The McMullen domain: Satellite Mandelbrot sets and Sierpinski holes

In this paper we describe some features of the parameter planes for the families of rational maps given by $F_\lambda(z) = z^n + \lambda/z^n$ where $n \geq 3, \lambda \in \mathbb{C}$. We assume $n \geq 3$ since, in this case, there is a McMullen domain surrounding the origin in the $\lambda$-plane. This is a region where the corresponding Julia sets are Cantor sets of concentric simple closed curves.

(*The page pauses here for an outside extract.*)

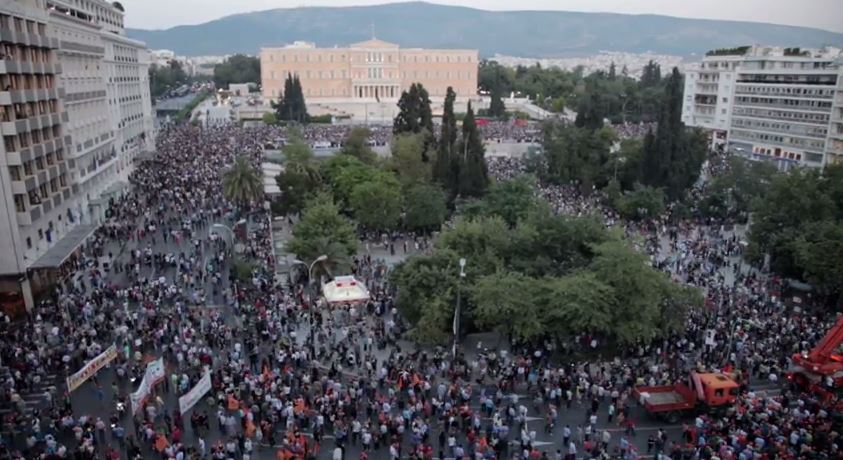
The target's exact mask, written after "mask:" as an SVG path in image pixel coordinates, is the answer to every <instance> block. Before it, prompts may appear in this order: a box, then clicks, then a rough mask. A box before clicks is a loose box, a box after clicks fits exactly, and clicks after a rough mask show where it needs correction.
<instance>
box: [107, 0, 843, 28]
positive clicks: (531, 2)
mask: <svg viewBox="0 0 843 460" xmlns="http://www.w3.org/2000/svg"><path fill="white" fill-rule="evenodd" d="M120 1H121V3H123V6H124V7H125V8H126V24H127V25H128V26H129V27H137V28H144V29H162V28H167V27H172V26H177V25H183V24H199V23H203V22H207V21H211V20H213V19H217V18H220V17H223V16H227V15H229V14H235V13H245V12H249V11H259V10H267V9H272V8H293V7H297V6H317V5H318V6H349V5H371V4H380V3H388V2H386V1H372V0H319V1H317V2H308V1H304V0H120ZM435 3H443V4H450V5H464V6H471V7H475V8H482V9H489V10H511V9H534V10H539V9H540V10H568V11H601V12H613V13H633V14H636V13H637V14H641V13H652V14H664V15H668V16H680V17H689V18H707V19H732V20H740V21H756V22H770V23H775V24H787V25H795V26H808V27H816V28H820V29H826V30H832V31H835V32H843V19H841V18H843V0H519V1H517V2H514V1H512V0H440V1H436V2H435Z"/></svg>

We prove here that the McMullen domain in the parameter plane is surrounded by infinitely many simple closed curves ${\mathcal S}^k$ for $k = 1,2,\ldots$ having the property that:

1. Each curve ${\mathcal S}^k$ surrounds the McMullen domain as well as ${\mathcal S}^{k+1}$, and the ${\mathcal S}^k$ accumulate on the boundary of the McMullen domain as $k \rightarrow \infty$.
2. The curve ${\mathcal S}^k$ meets the centers of $\tau_k^n$ Sierpinski holes, each with escape time $k+2$ where
   $\tau_{k}^n = (n-2) n^{k-1} + 1.$

3. The curve ${\mathcal S}^k$ also passes through $\tau_k^n$ parameter values which are centers of the main cardioids of baby Mandelbrot sets with base period $k$.